The Southern California community was shaken up last week with news of a mass shooting at Borderline Bar & Grill in Thousand Oaks. While citizens were just beginning to mourn the lives lost, multiple wildfires around the area broke out and caused evacuations.
The Woolsey Fire and others burned tens of thousands of acres, claiming several houses and claiming lives. As firefighters worked to contain the fires, efforts were underway to provide for those who were displaced and/or lost their home.
That included Justin Turner, who along with his wife Kourtney and The Dream Center, delivered hygiene products and boxes of shoes to a shelter that had just opened at Canoga Park High School.

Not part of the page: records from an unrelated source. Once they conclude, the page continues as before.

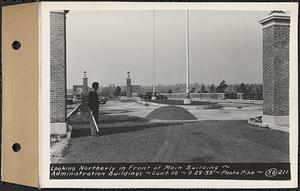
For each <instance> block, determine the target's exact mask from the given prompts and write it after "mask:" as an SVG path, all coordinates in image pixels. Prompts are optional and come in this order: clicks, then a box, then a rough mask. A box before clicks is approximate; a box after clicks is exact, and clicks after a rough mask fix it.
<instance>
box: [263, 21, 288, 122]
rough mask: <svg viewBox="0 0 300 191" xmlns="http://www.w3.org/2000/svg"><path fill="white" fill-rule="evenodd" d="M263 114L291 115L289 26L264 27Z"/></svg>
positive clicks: (279, 25)
mask: <svg viewBox="0 0 300 191" xmlns="http://www.w3.org/2000/svg"><path fill="white" fill-rule="evenodd" d="M263 101H264V104H263V114H264V115H273V116H286V115H289V26H287V25H272V26H269V27H267V28H264V29H263Z"/></svg>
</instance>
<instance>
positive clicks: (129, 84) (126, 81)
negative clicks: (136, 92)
mask: <svg viewBox="0 0 300 191" xmlns="http://www.w3.org/2000/svg"><path fill="white" fill-rule="evenodd" d="M126 97H132V87H131V78H130V72H127V78H126Z"/></svg>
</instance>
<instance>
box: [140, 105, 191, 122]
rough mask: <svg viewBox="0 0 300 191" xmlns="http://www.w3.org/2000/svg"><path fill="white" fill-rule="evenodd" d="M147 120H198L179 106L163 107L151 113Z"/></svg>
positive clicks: (147, 115) (155, 110) (152, 111)
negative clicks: (147, 119) (157, 119)
mask: <svg viewBox="0 0 300 191" xmlns="http://www.w3.org/2000/svg"><path fill="white" fill-rule="evenodd" d="M146 119H161V120H194V119H197V118H196V117H195V116H194V115H193V114H191V113H190V112H189V111H188V110H186V109H184V108H182V107H177V106H163V107H159V108H157V109H155V110H153V111H152V112H150V113H149V114H148V115H147V116H146Z"/></svg>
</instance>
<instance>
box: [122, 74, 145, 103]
mask: <svg viewBox="0 0 300 191" xmlns="http://www.w3.org/2000/svg"><path fill="white" fill-rule="evenodd" d="M141 90H142V86H141V85H132V84H131V77H130V72H127V78H126V86H121V91H125V92H126V97H132V93H140V92H141Z"/></svg>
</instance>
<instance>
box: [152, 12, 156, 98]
mask: <svg viewBox="0 0 300 191" xmlns="http://www.w3.org/2000/svg"><path fill="white" fill-rule="evenodd" d="M152 16H153V18H152V23H153V27H152V28H153V85H152V93H153V94H152V98H151V99H152V100H156V95H155V85H156V75H155V74H156V68H155V58H156V55H155V10H153V14H152Z"/></svg>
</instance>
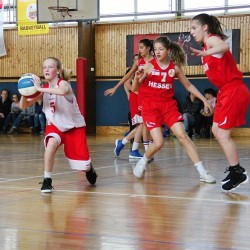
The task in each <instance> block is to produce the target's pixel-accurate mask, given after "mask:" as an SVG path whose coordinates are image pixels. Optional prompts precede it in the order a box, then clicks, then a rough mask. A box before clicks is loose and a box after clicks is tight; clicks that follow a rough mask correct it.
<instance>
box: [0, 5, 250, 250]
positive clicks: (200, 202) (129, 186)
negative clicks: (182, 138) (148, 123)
mask: <svg viewBox="0 0 250 250" xmlns="http://www.w3.org/2000/svg"><path fill="white" fill-rule="evenodd" d="M98 3H99V1H98V0H48V1H45V0H37V21H38V23H48V22H50V23H52V24H54V25H55V26H57V27H58V28H60V26H64V25H67V23H68V22H75V21H76V22H77V21H81V22H82V21H83V22H88V21H95V20H98V18H99V8H96V6H98ZM81 70H82V68H81ZM80 91H82V89H81V90H80ZM78 93H79V89H78ZM80 96H81V97H80V98H83V93H82V92H81V93H80ZM81 100H82V99H81ZM82 101H84V99H83V100H82ZM79 106H80V105H79ZM81 110H82V111H84V107H81ZM87 125H88V123H87ZM121 136H122V135H121ZM43 138H44V137H43V136H34V135H30V134H19V135H0V156H1V161H0V169H1V174H0V197H1V203H0V221H1V226H0V249H3V250H12V249H13V250H14V249H18V250H27V249H32V250H33V249H38V250H40V249H41V250H43V249H63V250H64V249H65V250H68V249H69V250H78V249H79V250H80V249H81V250H82V249H86V250H116V249H119V250H120V249H121V250H165V249H170V250H210V249H211V250H217V249H218V250H227V249H235V250H249V249H250V242H249V232H250V229H249V227H250V226H249V225H250V196H249V194H250V185H249V183H248V184H246V185H242V186H241V187H239V188H238V189H237V190H236V191H235V192H230V193H225V192H223V191H222V190H221V184H220V181H221V179H223V178H224V177H225V175H226V174H225V173H224V170H225V168H226V167H228V165H227V164H228V163H227V161H226V159H225V156H224V153H223V152H222V149H221V147H220V146H219V144H218V143H217V141H216V140H215V139H198V140H195V141H194V142H195V144H196V146H197V148H198V151H199V153H200V156H201V159H202V161H203V163H204V165H205V166H206V168H207V169H208V170H209V171H210V173H211V174H212V175H213V176H215V177H216V179H217V183H216V184H205V183H201V182H200V181H199V176H198V174H197V171H196V170H195V168H194V166H193V164H192V162H191V161H190V159H189V157H188V156H187V154H186V151H185V150H184V148H183V147H182V146H181V145H180V143H179V142H178V140H177V139H176V138H174V137H172V136H170V137H168V138H165V139H164V140H165V145H164V147H163V148H162V149H161V150H160V152H158V153H157V154H156V155H155V158H154V161H153V162H151V163H150V164H148V165H147V169H146V172H145V176H144V178H143V179H137V178H136V177H135V176H134V175H133V168H134V166H135V164H136V161H129V159H128V156H129V150H130V145H127V146H126V148H125V149H124V150H123V151H122V152H121V154H120V157H115V156H114V152H113V150H114V146H115V143H114V142H115V140H116V139H117V138H118V137H117V136H112V135H110V136H108V135H107V136H88V138H87V139H88V146H89V149H90V155H91V158H92V163H93V166H94V168H95V170H96V172H97V174H98V179H97V182H96V185H94V186H91V185H89V183H88V181H87V180H86V177H85V174H84V173H82V172H76V171H72V170H71V169H70V167H69V164H68V162H67V159H66V157H65V156H64V152H63V148H62V147H61V148H60V149H59V151H58V152H57V154H56V158H55V165H54V169H53V175H52V177H53V183H52V185H53V187H54V190H53V192H52V193H51V194H42V193H41V192H40V188H41V184H40V182H42V181H43V172H44V165H43V155H44V145H43ZM235 142H236V144H237V146H238V151H239V158H240V159H241V165H242V166H243V167H246V168H248V167H249V160H250V154H249V148H250V141H249V138H247V137H245V138H243V137H237V138H235ZM140 151H141V152H144V150H143V148H140Z"/></svg>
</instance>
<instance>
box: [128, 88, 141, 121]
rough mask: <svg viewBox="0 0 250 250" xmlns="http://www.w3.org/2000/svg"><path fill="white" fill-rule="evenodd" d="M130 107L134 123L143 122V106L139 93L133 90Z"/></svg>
mask: <svg viewBox="0 0 250 250" xmlns="http://www.w3.org/2000/svg"><path fill="white" fill-rule="evenodd" d="M129 107H130V114H131V122H132V125H136V124H140V123H143V121H142V116H141V110H140V109H141V107H140V106H139V103H138V95H137V94H135V93H134V92H131V93H130V95H129Z"/></svg>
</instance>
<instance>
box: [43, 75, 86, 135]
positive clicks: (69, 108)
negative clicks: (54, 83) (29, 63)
mask: <svg viewBox="0 0 250 250" xmlns="http://www.w3.org/2000/svg"><path fill="white" fill-rule="evenodd" d="M59 82H60V80H59V81H58V84H59ZM58 84H57V86H56V88H58ZM44 87H45V88H46V87H49V85H47V84H46V86H44ZM69 87H70V86H69ZM43 112H44V113H45V115H46V119H47V123H48V125H49V124H53V125H54V126H56V127H57V128H58V129H59V130H60V131H61V132H65V131H68V130H70V129H72V128H79V127H83V126H86V123H85V120H84V117H83V115H82V114H81V112H80V109H79V106H78V104H77V101H76V96H75V95H74V94H70V95H65V96H60V95H53V94H48V93H44V94H43Z"/></svg>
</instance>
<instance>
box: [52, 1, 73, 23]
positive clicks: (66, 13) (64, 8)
mask: <svg viewBox="0 0 250 250" xmlns="http://www.w3.org/2000/svg"><path fill="white" fill-rule="evenodd" d="M48 9H49V11H50V14H51V17H52V20H53V21H54V23H53V25H54V26H56V27H61V26H64V24H65V21H64V20H65V17H67V16H69V17H71V15H70V14H69V8H68V7H62V6H50V7H48ZM67 20H68V18H67Z"/></svg>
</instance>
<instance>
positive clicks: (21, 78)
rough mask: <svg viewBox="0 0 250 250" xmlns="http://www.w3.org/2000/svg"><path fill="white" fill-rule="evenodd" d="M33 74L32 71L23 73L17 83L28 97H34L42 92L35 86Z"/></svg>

Turner’s first stop was to Pierce Community College, where he was informed of a greater need. “They actually said that they had enough items, they didn’t need any of our items,” Turner said from Dodger Stadium, where he helped host batting practice for active duty military members and veterans.
“What they needed was Lysol and stuff to clean the cots and plates and plasticware for everyone to eat. We dropped off all of our supplies (at Canoga Park High School) and then went back to Target and picked up the cleaning stuff and the plates and went back to Pierce. But obviously, that’s not a whole lot but we tried to help and donate.
“They’re still battling up there and if we could get up to the firefighters and help them out with whatever they need, that would be awesome. But that’s impossible to even get to them right now.”
Both on behalf of the Los Angeles Dodgers and through his Justin Turner Foundation, the 33-year-old regularly is involved with community service efforts. Turner hosts an annual golf classic to benefit The Dream Center and makes appearances at local hospitals during the holidays, among other initiatives.
“I consider myself extremely lucky to be here, be where I’m at,” he said. “To have this platform, to understand the platform that we’re given, not just myself but everyone. If you play in the Major Leagues, you’re seen all the time through social media, on the field, on TV, I think it’s a duty to find a way to get involved somehow.
“It doesn’t have to be with fire relief or disaster relief or homeless veterans but just finding your little niche to get out in the community and find a way to have an impact on someone else who is less fortunate than we are to be playing Major League Baseball.”